Besides the EU, over 16 countries have made pre-boarding COVID-19 testing mandatory for passengers coming from China. The airlines yesterday said such blanket testing of passengers is at odds with the assessment published by the European Centre for Disease Prevention and Control (ECDC), which confirms that the current surge of COVID-19 cases in China is not expected to impact the epidemiological situation in the EU.

“This is because the COVID-19 variants circulating in China are already present in the EU, as well as the higher immunity acquired by the population of the EU. As such, systematically testing incoming travellers from China cannot be considered a scientifically driven and risk-based measure,” coalition stated.

IATA Director-General, Willie Walsh, said that A4E, ACI Europe and IATA support getting away from testing passengers as a way to track COVID-19.

“In this regard, the recommendation to test wastewater from airports and aircraft arriving from China offers an alternative. This must, however, come with detailed consideration of technical and operational practicalities before any decision is taken to deploy wastewater sampling at airports and aircraft.

“When required, airports and airlines will do their utmost to facilitate such sampling – on the understanding that it needs to be carried out by the competent health authorities, as airport and airline staff are not qualified to do so,” Walsh said.

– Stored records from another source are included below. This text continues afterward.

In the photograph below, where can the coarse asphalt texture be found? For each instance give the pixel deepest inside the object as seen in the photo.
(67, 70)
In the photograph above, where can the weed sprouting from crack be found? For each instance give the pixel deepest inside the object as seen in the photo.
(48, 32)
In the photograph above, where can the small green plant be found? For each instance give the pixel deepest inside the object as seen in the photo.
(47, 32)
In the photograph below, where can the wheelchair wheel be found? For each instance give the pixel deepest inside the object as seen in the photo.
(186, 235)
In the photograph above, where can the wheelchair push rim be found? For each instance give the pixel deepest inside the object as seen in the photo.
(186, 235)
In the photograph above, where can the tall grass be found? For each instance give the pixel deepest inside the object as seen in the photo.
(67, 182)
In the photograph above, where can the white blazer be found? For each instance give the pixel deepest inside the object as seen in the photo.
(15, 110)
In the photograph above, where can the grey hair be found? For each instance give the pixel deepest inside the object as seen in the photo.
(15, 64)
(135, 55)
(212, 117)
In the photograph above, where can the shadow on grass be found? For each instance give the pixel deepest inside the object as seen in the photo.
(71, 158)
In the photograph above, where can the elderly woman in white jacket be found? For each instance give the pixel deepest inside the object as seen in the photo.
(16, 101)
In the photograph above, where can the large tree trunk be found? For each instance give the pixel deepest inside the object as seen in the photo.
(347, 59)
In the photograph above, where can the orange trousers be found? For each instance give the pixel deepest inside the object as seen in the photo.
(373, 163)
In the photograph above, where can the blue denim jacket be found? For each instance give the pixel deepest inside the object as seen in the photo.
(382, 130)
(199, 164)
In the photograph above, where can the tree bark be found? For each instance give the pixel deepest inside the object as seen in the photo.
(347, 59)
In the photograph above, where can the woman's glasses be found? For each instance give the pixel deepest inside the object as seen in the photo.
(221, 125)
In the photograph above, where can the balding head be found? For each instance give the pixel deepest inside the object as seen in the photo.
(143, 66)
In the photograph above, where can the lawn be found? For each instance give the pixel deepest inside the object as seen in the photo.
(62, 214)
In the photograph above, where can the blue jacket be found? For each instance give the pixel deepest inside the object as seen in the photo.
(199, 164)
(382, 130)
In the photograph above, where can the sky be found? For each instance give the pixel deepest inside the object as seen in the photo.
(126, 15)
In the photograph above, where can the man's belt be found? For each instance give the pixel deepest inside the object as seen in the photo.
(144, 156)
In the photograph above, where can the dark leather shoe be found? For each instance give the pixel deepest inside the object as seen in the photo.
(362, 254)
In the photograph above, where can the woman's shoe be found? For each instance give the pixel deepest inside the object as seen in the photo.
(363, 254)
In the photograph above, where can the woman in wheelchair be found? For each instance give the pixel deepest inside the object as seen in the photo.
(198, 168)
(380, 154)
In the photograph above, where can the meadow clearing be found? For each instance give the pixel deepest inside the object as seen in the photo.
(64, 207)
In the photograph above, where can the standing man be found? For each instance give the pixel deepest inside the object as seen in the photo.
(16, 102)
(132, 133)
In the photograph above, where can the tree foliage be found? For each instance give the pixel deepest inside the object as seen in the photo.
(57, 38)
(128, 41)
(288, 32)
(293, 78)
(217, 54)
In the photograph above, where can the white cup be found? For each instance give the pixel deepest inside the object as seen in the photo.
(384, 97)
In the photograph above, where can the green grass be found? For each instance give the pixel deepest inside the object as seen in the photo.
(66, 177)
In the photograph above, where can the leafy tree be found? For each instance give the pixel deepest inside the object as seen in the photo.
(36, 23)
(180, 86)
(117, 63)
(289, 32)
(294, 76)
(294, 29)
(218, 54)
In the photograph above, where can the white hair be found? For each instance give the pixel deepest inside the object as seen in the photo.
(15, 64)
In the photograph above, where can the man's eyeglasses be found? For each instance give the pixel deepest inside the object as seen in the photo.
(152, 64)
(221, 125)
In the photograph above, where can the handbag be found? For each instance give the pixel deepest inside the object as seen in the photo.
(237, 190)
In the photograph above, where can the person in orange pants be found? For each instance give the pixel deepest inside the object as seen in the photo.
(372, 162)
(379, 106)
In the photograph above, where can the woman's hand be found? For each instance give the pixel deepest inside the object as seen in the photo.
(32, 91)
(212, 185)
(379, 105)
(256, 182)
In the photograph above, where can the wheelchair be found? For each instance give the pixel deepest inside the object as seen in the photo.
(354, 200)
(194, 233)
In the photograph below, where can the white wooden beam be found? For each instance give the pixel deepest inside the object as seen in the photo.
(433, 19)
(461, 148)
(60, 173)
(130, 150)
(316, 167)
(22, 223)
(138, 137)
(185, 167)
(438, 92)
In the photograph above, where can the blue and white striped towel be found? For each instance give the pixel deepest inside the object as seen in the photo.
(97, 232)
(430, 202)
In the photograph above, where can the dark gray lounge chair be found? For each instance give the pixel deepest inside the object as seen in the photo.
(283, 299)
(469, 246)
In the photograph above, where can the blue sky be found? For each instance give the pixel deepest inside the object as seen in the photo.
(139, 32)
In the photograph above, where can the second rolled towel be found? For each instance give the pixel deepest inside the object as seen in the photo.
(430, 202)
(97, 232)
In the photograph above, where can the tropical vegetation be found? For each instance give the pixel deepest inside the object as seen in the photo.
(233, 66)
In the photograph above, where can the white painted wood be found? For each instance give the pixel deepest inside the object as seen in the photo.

He added that while it is regrettable that the EU’s recommendations largely amount to a knee-jerk reaction, it is now vital that they are implemented by EU member states in a fully uniform manner – in full compliance with the addendums to the EU Aviation Health Safety Protocol to be published in the coming days by EASA and ECDC. These addendums will provide detailed guidance regarding passenger testing and wastewater testing.

“A4E, ACI Europe and IATA look forward to further engaging with the EU on the reassessment of these recommendations by mid-January 2023. We urge EU member states and China to work together and to reconsider at the earliest opportunity their requirements for systematic pre-departure testing of travellers based on a scientifically driven risk assessment,” Walsh said.